The president is also irritated by the notion that Mueller’s probe could reach into his and his family’s finances, advisers said.

Trump has been fuming about the probe in recent weeks as he has been informed about the legal questions that he and his family could face. His primary frustration centers on why allegations that his campaign coordinated with Russia should spread into scrutinizing many years of Trump dealmaking. He has told aides he was especially disturbed after learning Mueller would be able to access several years of his tax returns.

Trump has repeatedly refused to make his tax returns public after first claiming he could not do so because he was under audit or after promising to release them after an IRS audit was completed. All presidents since Jimmy Carter have released their tax returns.

Further adding to the challenges facing Trump’s outside lawyers, the team’s spokesman, Mark Corallo, resigned on Thursday, according to two people familiar with his departure. Corallo did not respond to immediate requests for comment.

“If you’re looking at Russian collusion, the president’s tax returns would be outside that investigation,” said a close adviser to the president.

The NY Times is backing up the Washington Post on this, adding that the Trump legal team is looking for any dirt they can find in order to dismantle the Mueller investigation entirely without "firing" him...for now.

For weeks, Republicans have publicly identified what they see as potential conflicts among Mr. Mueller’s team of more than a dozen investigators. In particular, they have cited thousands of dollars of political donations to Democrats, including former President Barack Obama, made by Andrew Weissmann, a former senior Justice Department official who has expertise in fraud and other financial crimes. News reports have revealed similar donations by other members of Mr. Mueller’s team, which Mr. Trump’s allies have cited as evidence of political bias. Another lawyer Mr. Mueller has hired, Jeannie Rhee, represented the Clinton Foundation.
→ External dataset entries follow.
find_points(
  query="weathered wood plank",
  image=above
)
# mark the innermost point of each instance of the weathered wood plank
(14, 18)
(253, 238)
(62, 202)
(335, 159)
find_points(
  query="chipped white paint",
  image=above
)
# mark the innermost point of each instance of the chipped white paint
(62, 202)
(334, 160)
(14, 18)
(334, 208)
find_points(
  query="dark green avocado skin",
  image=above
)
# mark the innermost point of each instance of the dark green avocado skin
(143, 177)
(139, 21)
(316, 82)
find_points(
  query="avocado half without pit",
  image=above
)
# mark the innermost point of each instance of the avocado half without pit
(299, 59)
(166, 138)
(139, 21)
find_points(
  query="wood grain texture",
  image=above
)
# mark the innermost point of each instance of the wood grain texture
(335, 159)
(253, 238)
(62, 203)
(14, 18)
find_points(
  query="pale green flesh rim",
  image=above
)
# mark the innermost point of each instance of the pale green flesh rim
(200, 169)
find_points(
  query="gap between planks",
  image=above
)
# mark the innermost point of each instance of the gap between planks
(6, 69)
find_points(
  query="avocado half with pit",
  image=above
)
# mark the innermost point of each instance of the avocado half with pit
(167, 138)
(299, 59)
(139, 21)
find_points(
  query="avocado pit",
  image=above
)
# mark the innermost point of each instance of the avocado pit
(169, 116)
To seek a recusal, Mr. Trump’s lawyers can argue their case to Mr. Mueller or his boss, Deputy Attorney General Rod J. Rosenstein. The Justice Department has explicit rules about what constitutes a conflict of interest. Prosecutors may not participate in investigations if they have “a personal or political relationship” with the subject of the case. Making campaign donations is not included on the list of things that would create a “political relationship.”
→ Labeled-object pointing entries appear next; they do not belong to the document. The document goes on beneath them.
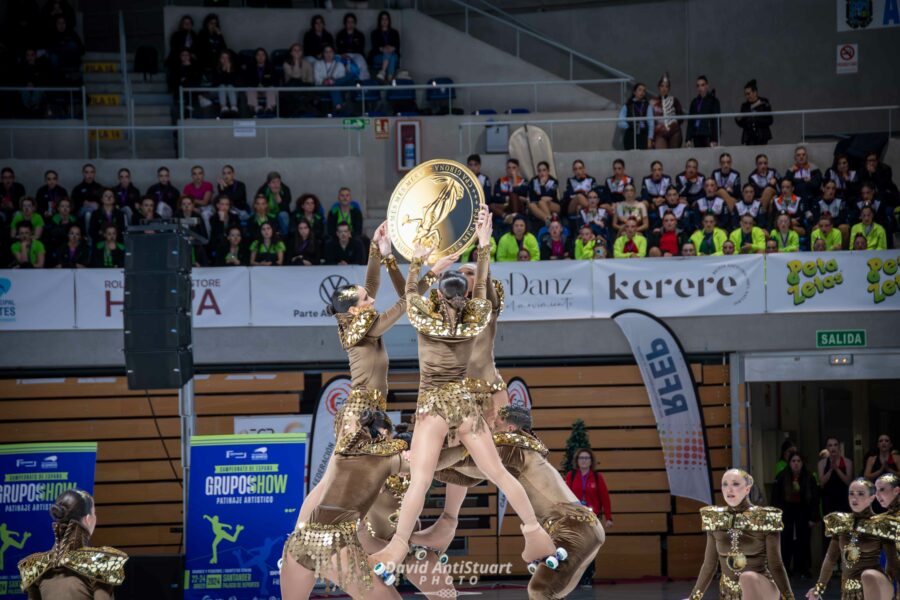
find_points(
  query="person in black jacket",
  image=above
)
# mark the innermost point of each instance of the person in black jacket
(385, 47)
(756, 130)
(316, 38)
(703, 133)
(260, 74)
(796, 493)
The examination of Mr. Mueller’s investigators reflects deep concerns among the president’s aides that Mr. Mueller will mount a wide-ranging investigation in the mold of the inquiry conducted by the independent counsel Kenneth W. Starr during the 1990s. Mr. Starr’s investigation into President Bill Clinton began by reviewing an Arkansas land deal and concluded several years later with the president’s impeachment over a lie about a sexual affair.

By building files on Mr. Mueller’s team, the Trump administration is following in the footsteps of the Clinton White House, which openly challenged Mr. Starr and criticized what Mr. Clinton’s aides saw as a political witch hunt.

Of course, it didn't work then, and it's not going to work now.   The panic is starting to set in at the White House, and panicked people do stupid, stupid things.  But as I said before, this is the end of the beginning rather than the beginning of the end.  There's still a long way to go.